Two summers ago I was working as a research assistant at the UCLA Center for Embedded Networked Sensing. I was a programmer on a few projects and mentored some high school students who were there to learn about computer science and how research works.
Most days that summer, after I was done with work, my friend Mike would pick me up and we’d drive to Santa Monica, meet up with Ely, and get tacos and ceviche from La Playita on Lincoln Boulevard. We’d bring the food back to Mike’s, watch an episode or two of Archer, and then code until we got tired. Mike and Ely were starting a startup and I was their unofficial intern. Mike would always say, “You’re helping us out, but I also want this experience to help you level up as a programmer.” He’d let me build out fairly big chunks of their backend and then he’d review my work and show me how to get better at stuff like API design and testing.
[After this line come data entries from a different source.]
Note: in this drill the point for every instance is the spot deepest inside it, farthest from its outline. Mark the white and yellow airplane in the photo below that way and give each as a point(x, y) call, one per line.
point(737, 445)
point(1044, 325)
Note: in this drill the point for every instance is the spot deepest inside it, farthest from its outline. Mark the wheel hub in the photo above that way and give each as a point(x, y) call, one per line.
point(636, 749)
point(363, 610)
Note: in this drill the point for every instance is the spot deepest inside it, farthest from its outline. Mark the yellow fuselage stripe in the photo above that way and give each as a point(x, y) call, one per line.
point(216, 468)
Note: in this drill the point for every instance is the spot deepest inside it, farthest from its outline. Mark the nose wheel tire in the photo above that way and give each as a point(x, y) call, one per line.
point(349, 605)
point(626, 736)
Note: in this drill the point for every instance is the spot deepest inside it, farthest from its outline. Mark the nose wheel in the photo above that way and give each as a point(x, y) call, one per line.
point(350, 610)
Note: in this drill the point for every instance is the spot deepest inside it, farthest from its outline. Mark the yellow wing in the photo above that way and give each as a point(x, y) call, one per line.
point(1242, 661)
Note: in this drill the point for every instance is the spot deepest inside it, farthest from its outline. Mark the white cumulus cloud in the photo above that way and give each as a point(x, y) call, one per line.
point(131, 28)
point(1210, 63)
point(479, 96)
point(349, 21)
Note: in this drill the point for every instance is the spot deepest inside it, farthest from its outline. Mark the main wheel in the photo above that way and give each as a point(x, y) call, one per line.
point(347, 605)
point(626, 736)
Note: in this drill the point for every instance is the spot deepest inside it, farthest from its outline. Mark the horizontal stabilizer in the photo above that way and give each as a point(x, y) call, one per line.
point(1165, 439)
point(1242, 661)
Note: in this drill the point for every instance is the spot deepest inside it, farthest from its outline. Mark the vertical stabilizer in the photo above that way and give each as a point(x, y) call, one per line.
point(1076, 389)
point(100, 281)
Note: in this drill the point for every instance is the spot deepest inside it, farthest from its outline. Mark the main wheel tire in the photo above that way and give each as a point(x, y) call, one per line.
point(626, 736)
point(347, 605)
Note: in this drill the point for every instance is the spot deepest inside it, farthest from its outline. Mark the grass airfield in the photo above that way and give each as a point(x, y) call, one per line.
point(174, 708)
One day that summer, a few hours before Mike was due to pick me up, one of the high schoolers stopped by my desk to see what I was doing. He pointed at my terminal window.
“What is that?”
“It’s MySQL, a relational database system. You can write code that saves rows to tables in the database and then go back and query it for rows that match certain criteria. Right now I’m making something that will give me all of the precipitation measurements from a certain airport in a certain year.”
“Why do you need a separate server for that? I wrote a website in PHP once and it worked fine when I just saved the users to a text file.”
“How did you format the file?”
“Each user was on a different line, with their username and then a space and then their password. That way the line was easy to split up.”
“What would happen if you had a user with a space in their username or password?”
That was a “whoa” moment for me. Somewhere along the line I had actually internalized a little piece of software engineering well enough to be able to teach it to another human being. I had leveled up. I’ve had a handful of similar “whoa” moments throughout my short career. Realizing that I had finally grokked non-OO language paradigms on a basic level was a “whoa” moment, as was getting some kernel-level code to work for the first time. Shipping features for increasingly large projects is always a “whoa” moment. Getting a job offer is, too, though that’s usually accompanied by an audible “Yesssss!”
What bugs the hell out of me is that I don’t know how to consciously make the jump from one level to the next. I only know how to look back and say, “Whoa.”
There are certainly things that help, like learning new stuff, doing a lot of reading and writing, and talking to smart people, but this isn’t something that can be hacked. The O’Reilly book of my dreams has a unicorn on the cover. It just happens when it happens.
From what I can gather, plain old hard work is the only foolproof mechanism for leveling up. As much as I crave a more detailed heuristic, if it’s good enough for Conan it’s good enough for me.